UNEP’s ProEcoServ project, which ran from 2010-2014 in four pilot countries – Chile, South Africa, Trinidad and Tobago, and Viet Nam – aimed to show how ecosystem assessment and economic valuation of ecosystem services can be better integrated into poverty reduction and national sustainable development planning. Taxes, subsidies and tariffs are also a powerful way through which governments can stimulate green growth thereby reducing environmental risks.

What’s in the new report?
ERISC Phase II focuses on food prices as one of the key transmission mechanisms between environmental risk and economic impacts at the national level.

The report explains that food-price volatility is partly driven by environmental factors, and that in the longer term global population growth, growing incomes (allowing more people to switch to eating more meat, for example), climate change, and increased water scarcity are likely to drive food prices upwards and make them more unstable.

ERISC Phase II models the impact of a doubling of global food commodity prices on three macro-economic indicators for 110 countries:  GDP, current account balance, and inflation.

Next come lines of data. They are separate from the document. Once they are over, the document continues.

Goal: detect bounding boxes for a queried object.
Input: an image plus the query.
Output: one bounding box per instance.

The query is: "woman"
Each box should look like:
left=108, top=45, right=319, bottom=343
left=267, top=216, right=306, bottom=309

Here are some highlights from the ERISC Phase II report:

  • Countries like Egypt, Morocco and the Philippines, which combine high food commodity imports and high household spending on these commodities, could see the worst effects in terms of GDP reduction, a worsening of current account balances and higher inflation.
  • A number of large emerging market countries, including China, Indonesia, and Turkey could be similarly affected.
  • Net food exporters like Brazil, Pakistan, Paraguay, Thailand, Uruguay and Viet Nam stand to benefit from food commodity price increases but are exposed to increased volatility.
  • Climate change can have a significant impact on future food production and thereby drive up food prices and food price volatility. Water scarcity could also be a growing constraint on future food production.
  • Higher credit ratings correlate to lower food price volatility exposure. (Countries with higher credit ratings tend to be less exposed to economic risks resulting from a food commodity price spike.)
  • Impacts of food price spikes on economic variables such as GDP, consumer prices and current account balances on the other hand are likely to hit the most vulnerable countries hardest.
  • One of the participating financial institution in the ERISC project found that 58 out of 78 countries would be downgraded in its internal risk assessment if the results of the modelling were integrated.

These findings indicate that environmental risks, manifested through food price rises and food price volatility, have the ability to affect a country’s sovereign credit risk. Investors and asset managers can already take action, for example, integrating this information into their country risk assessments and investment decisions.

UNEP and Global Footprint Network are interested in scaling up this work and invite governments, rating agencies, investors and banks to further decipher and strengthen the link between environmental risks and sovereign credit risk.